The inventory will be cut down to just two ads per break, pruned from 12 minutes per hour to six minutes at breakfast, and from ten minutes to five per hour during the day. A similar strategy introduced by rival radio operator Clear Channel earlier this year led to an increase in audiences. But no other UK commercial radio group has indicated that it is likely to follow suit.
GCap – which reported an 11 per cent decrease in revenue to &£111.6m to the end of September and a 27 per cent drop in profits to &£17.4m – claims the move will not lead to an increase in price. The company has pencilled in a &£7m hit to revenue next year and does not expect the strategy to pay off for three years.
From January, 95.8 Capital FM will become Capital Radio, complete with a new music policy and fresh branding.
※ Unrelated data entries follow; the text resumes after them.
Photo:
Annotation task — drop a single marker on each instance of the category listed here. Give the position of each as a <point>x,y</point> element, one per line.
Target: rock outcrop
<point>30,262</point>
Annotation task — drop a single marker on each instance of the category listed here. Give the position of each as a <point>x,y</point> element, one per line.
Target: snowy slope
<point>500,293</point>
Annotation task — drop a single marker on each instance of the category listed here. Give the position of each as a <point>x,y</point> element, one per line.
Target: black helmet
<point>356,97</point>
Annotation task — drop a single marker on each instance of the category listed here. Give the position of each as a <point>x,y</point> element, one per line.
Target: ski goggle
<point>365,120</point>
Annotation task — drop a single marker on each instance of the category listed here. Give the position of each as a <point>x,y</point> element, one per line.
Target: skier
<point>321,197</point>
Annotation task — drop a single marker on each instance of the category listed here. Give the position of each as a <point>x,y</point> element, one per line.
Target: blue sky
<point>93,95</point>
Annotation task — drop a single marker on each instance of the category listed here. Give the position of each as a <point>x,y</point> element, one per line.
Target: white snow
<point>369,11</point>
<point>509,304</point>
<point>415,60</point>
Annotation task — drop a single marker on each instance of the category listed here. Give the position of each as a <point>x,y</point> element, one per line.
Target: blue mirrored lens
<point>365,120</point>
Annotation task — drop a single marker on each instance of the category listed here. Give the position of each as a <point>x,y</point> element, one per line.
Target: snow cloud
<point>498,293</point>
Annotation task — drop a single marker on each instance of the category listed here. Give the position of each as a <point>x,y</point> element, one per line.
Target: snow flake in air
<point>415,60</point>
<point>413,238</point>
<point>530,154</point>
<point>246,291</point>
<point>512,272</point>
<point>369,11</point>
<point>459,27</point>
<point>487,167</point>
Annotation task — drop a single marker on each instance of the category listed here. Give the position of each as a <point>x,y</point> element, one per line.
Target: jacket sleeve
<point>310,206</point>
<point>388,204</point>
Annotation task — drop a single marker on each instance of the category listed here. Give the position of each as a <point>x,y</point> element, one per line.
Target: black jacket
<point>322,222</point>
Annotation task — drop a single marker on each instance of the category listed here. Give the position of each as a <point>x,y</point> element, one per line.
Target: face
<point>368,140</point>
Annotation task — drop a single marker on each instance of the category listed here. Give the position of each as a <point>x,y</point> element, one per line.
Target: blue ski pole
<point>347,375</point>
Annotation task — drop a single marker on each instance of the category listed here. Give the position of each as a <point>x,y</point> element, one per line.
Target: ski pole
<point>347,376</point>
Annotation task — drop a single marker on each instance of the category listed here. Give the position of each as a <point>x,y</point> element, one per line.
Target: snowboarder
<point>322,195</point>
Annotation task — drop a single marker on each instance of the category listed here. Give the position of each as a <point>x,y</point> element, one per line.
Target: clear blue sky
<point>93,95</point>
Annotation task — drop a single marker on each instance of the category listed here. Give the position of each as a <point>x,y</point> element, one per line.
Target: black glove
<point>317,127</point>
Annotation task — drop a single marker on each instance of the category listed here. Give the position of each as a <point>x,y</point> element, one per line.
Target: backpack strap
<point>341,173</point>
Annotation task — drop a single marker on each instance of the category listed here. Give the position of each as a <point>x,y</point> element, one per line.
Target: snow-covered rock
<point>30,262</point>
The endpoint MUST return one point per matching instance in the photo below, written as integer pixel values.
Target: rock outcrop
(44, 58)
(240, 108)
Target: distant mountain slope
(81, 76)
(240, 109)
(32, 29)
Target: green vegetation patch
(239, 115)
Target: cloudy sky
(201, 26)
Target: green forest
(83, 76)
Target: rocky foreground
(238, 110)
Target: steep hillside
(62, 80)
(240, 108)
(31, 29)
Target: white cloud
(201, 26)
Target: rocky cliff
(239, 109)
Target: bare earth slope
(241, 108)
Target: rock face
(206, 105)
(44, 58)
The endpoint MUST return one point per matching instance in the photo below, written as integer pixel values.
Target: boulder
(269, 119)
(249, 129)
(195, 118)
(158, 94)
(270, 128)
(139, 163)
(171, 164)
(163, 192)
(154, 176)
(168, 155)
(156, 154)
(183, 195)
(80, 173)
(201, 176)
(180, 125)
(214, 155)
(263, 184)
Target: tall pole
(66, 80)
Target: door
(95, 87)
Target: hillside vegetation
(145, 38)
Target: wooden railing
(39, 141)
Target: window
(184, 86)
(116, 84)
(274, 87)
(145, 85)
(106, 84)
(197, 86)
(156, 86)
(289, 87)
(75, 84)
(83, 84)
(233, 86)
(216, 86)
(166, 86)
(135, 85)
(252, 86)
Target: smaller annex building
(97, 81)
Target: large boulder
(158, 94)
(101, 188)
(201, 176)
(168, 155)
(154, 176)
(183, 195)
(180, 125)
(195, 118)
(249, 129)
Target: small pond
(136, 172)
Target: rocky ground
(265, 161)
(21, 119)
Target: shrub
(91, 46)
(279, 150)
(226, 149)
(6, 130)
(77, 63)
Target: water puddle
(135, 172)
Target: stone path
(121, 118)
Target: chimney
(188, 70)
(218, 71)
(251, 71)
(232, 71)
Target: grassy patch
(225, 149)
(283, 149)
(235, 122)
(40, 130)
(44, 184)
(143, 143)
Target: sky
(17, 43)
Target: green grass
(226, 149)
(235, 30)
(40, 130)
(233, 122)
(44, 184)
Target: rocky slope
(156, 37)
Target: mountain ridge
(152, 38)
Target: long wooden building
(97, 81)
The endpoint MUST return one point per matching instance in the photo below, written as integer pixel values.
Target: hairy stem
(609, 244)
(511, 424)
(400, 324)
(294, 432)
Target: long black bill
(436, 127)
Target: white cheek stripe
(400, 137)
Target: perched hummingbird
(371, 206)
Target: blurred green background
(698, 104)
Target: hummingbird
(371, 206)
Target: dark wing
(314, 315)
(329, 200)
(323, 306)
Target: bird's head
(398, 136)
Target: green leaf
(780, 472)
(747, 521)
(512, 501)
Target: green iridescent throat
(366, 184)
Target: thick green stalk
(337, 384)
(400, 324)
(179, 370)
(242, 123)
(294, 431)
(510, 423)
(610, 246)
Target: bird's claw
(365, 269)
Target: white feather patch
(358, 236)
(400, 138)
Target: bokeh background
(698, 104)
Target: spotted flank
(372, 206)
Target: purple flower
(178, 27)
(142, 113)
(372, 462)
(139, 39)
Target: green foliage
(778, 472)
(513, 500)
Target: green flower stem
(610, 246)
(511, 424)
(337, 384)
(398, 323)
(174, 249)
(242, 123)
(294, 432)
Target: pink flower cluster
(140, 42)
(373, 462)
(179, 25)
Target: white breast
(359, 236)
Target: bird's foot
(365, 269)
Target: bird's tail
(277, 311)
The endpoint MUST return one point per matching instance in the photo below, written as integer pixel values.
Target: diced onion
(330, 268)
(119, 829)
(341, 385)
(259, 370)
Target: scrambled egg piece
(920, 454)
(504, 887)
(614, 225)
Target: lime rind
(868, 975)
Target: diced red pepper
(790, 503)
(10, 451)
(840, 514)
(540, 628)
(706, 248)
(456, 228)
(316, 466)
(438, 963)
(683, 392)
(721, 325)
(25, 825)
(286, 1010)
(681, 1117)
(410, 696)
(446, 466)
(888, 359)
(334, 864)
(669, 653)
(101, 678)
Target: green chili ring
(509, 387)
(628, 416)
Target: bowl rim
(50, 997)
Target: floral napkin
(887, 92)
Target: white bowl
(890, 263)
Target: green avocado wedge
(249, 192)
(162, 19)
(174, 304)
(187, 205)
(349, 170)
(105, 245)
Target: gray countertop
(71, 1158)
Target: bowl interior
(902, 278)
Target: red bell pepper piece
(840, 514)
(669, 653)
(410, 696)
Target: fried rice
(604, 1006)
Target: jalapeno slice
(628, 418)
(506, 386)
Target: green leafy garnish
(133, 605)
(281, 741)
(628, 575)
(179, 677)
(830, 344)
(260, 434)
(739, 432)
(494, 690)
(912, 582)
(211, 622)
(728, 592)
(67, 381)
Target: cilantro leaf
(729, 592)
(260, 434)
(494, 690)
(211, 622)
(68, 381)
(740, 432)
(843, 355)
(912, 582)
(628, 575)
Every aspect of the station is under review, including presenters such as breakfast show host Johnny Vaughan.
GCap operations director Steve Orchard says that 95.8 has become too “cheesy”, has too much waffle, repeats the same songs and is top-heavy with ads. The latest Rajar results served as a wake-up call. Orchard says that the new GCap management has the benefit of an outside perspective, while the previous team was “overwhelmed” by the issues it faced. He adds that the station is now at the point where “we have to fix all the problems… urgently”.
Radio buyers have given the plans a cautious welcome. Zenith Optimedia head of radio Mike Buckley labels it a “revolutionary move”. But he adds: “Arguably, when you have had a year like Capital’s, you have nothing to lose.”
Other industry sources believe the question is whether cutting on-air clutter and improving the playlist will be enough to win back listeners. MindShare head of radio Howard Bareham points out: “People won’t tune in just because they are playing fewer ads. GCap wouldn’t even be considering this strategy if 95.8 was still riding high.” Another concern is that less spot advertising may mean a rise in the amount of non-traditional advertising – such as sponsorships, promotions and advertiser-funded shows – further cluttering the station’s sound.
Meanwhile, the wider strategy of selling nine local stations, merging and rebranding Life and Capital Gold, and increasing focus on key brands such as Xfm – with Glasgow station Beat 106 rebranded as X – has been welcomed as a sensible move. Plans are also afoot to sell off nine local analogue stations as the group concentrates its resources on eight geographical regions and key brands.
GCap hopes its affirmative action will silence critics who have spent months raking over the failings of the merger, and help it concentrate on the day-to-day business of running a radio company. But analysts have already wiped about &£250m off its value, and predators are circling.